Coronation of the Virgin (Velázquez)


Coronation of the Virgin (Velázquez)
The Coronation of the Virgin
Artist Diego Velázquez
Year 1641-1644
Type Oil on canvas
Dimensions 176 cm × 124 cm (69 in × 49 in)
Location Museo del Prado, Madrid

The Coronation of the Virgin is a painting by Diego Velázquez of the Holy Trinity crowning the Blessed Virgin Mary, a theme in Marian art. It is now at the Museo del Prado.

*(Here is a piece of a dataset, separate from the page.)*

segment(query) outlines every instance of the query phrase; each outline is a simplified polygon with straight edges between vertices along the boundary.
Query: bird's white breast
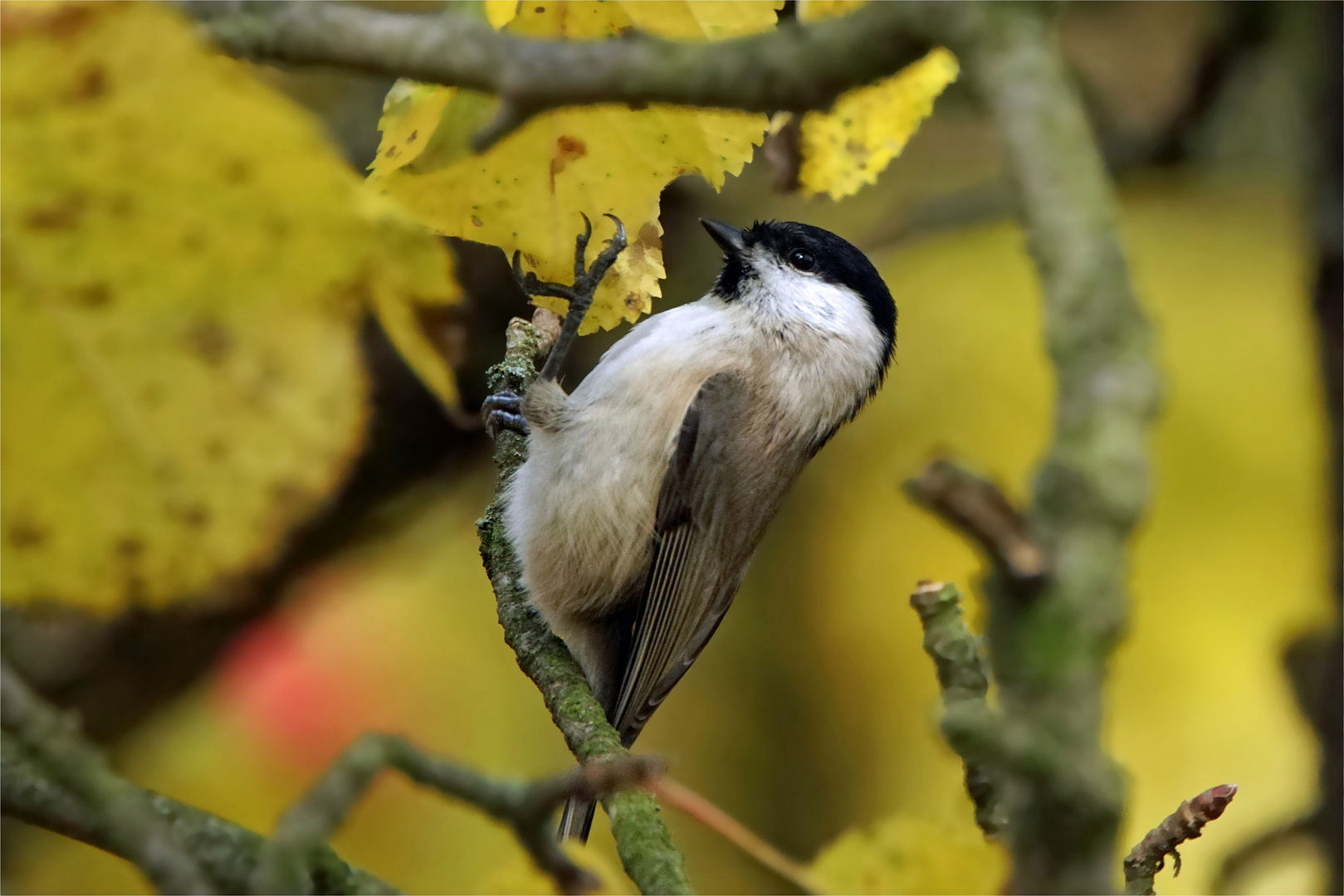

It was probably commissioned for the oratory of the court of Elisabeth of France, queen consort to Philip IV of France, in the Real Alcázar of Madrid. There it joined others on Marian religious festivities by the Naples painter Andrea Vaccaro which had been brought to Madrid by cardinal Gaspar de Borja y Velasco. The model for Mary in the work may be the same model as the artist used for the Rokeby Venus.

Description

Velázquez' coronation of the Virgin is exceptional for being a rare religious work by an artist better known for his portraits, and for the air of naturalness and simplicity not found in works by other Baroque religious painters. Its composition is based on an inverted triangle, giving a sense of great equilibrium and harmonious lines and reminiscent (both in its colour and form) of a heart. The main figure is the Virgin Mary, with a modest, reverential, and emotional expression, lowered eyes, a straight nose and curved lips. The sense that the inverted triangle is meant to refer to a heart is reinforced and the viewer's piety invoked by Mary pointing to her own heart.

To the viewer's right is God the Father, represented as a dignified old man, whilst to the left is the long-haired figure of Jesus Christ - together they hold Mary's crown above her head. In the centre the Holy Spirit is represented in the form of a white dove. The two figures' heads and the dove are all level, on the line of the triangle's base, representing their equality within the Holy Trinity. Also notable are the cherubs round the Virgin at the base of the painting - their pictorial quality rivals that of Murillo, famous for his cherub-themed works.

The colours Velázquez uses are blues and violets. He also used carmines (especially Venetian carmine) instead of traditional reds, following the advice of his tutor Pacheco as written down in his book Arte de la Pintura, despite Velázquez already being an acclaimed artist and well beyond his student years by the time of producing this painting.